The glass maker also uses another form of spring tool in taking hold of hot glass or pinching hot glass to form. These are the tongs.

The battledore, or palette, is a flat board of wood with a handle, used for flattening and trueing the bottoms of jugs or decanters, etc.

The chest knife is a flat bar of iron, usually an old file, used for knocking off the waste glass remaining on the blow-irons and pontils after use. A chest or iron box is kept for collecting such waste glass for further use. A pair of compasses, calipers, and a foot rule complete the glass maker’s outfit of tools.

Making a Wine-glass. The manipulations in the manufacture of a wine-glass will now be described. A common mule wine-glass is formed from three distinct pieces of glass: (a) the bowl; (b) the leg; (c) the foot.

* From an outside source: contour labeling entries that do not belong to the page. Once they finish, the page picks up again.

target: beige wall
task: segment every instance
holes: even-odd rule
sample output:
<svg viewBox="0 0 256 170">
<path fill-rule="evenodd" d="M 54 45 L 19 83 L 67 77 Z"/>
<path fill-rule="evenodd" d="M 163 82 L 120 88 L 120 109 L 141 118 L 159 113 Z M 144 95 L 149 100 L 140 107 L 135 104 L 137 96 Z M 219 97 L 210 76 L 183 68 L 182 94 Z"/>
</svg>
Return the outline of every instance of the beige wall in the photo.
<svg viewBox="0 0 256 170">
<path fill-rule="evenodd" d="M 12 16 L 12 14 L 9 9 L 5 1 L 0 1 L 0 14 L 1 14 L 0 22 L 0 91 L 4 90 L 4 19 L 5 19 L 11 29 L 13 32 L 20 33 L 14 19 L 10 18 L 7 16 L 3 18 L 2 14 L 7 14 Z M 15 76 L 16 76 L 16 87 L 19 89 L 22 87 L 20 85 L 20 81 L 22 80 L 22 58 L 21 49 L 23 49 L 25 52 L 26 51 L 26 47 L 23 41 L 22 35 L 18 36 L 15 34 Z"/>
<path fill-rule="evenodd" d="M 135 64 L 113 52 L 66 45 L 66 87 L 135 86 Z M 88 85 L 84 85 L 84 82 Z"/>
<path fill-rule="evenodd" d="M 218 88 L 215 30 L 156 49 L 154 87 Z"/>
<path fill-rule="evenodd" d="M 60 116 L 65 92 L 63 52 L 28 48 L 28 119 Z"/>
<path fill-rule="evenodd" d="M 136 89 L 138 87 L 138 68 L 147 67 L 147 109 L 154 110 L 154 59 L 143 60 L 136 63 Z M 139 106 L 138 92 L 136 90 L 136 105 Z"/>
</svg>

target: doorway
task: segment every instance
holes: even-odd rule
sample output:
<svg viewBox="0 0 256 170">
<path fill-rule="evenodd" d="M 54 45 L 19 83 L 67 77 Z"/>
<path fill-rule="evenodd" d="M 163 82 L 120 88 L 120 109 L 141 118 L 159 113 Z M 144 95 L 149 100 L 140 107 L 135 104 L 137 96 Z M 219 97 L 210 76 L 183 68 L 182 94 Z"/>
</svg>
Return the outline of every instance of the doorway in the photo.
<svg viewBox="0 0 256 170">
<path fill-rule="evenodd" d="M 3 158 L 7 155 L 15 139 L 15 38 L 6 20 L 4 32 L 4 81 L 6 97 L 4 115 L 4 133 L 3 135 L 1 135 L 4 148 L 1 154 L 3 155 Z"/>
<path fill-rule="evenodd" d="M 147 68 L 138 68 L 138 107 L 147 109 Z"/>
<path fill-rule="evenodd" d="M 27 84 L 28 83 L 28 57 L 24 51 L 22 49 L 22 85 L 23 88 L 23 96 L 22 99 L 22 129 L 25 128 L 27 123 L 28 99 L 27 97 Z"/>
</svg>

A wine “shop,” or “chair,” consists of three men; a “workman,” whose main work consists of finishing the wine-glass; a “servitor,” who forms or shapes the bulb; a “foot maker,” who gathers and marvers the glass; and a boy who carries away and cleans the blow-irons.

The “footmaker” of the “chair” gathers on the end of a blowing-iron sufficient glass to form a bowl. This is then shaped on a marver until the required shape is obtained. The footmaker then blows this out to a hollow bulb similar in size to the pattern to which he is working. When the bulb leaves the footmaker it is the shape of the bowl of the wine-glass.

This is then handed over to the servitor, who drops a small piece of hot glass on to the end of the bulb, and heats the whole by holding it in the furnace. This serves to make the joint of the two pieces perfect. The servitor next proceeds to draw out the leg from the small piece of glass at the end of the bulb, leaving a button of glass at the end of the leg. The servitor then dips the end of the leg into the molten glass within the pot and gathers on sufficient glass to form a foot. He spreads this portion of the glass out to the required shape and size with a pair of wooden clappers, with which he squeezes the hot glass to form the foot.

The servitor has now done his part of the work, and the glass is handed to the workman. It is then cracked off, and the foot caught by a spring clip arrangement attached to a pontil, called a “gadget.” The workman now re-heats or melts the top edge of the glass by holding it within the furnace, and when it is hot he cuts off the surplus glass with a pair of shears. A line is chalked on at the correct distance from the foot, and guides the workman in cutting the glass to the proper height. He then melts the top again and opens it out with his spring tool to the required shape, after which the glass is taken to the annealing lehr by the boy, to be annealed.

Other forms of wine-glasses are made, and various methods are adopted, according to the district and class of workmen.

For instance, the method of making the above common mule wine-glass varies in different districts. Instead of gathering the metal for the foot upon the leg of the glass, the workman may drop a piece of hot glass, which has been gathered by the servitor, on to the button at the end of the leg, and by means of a pair of wood clappers spread the hot glass to form the foot.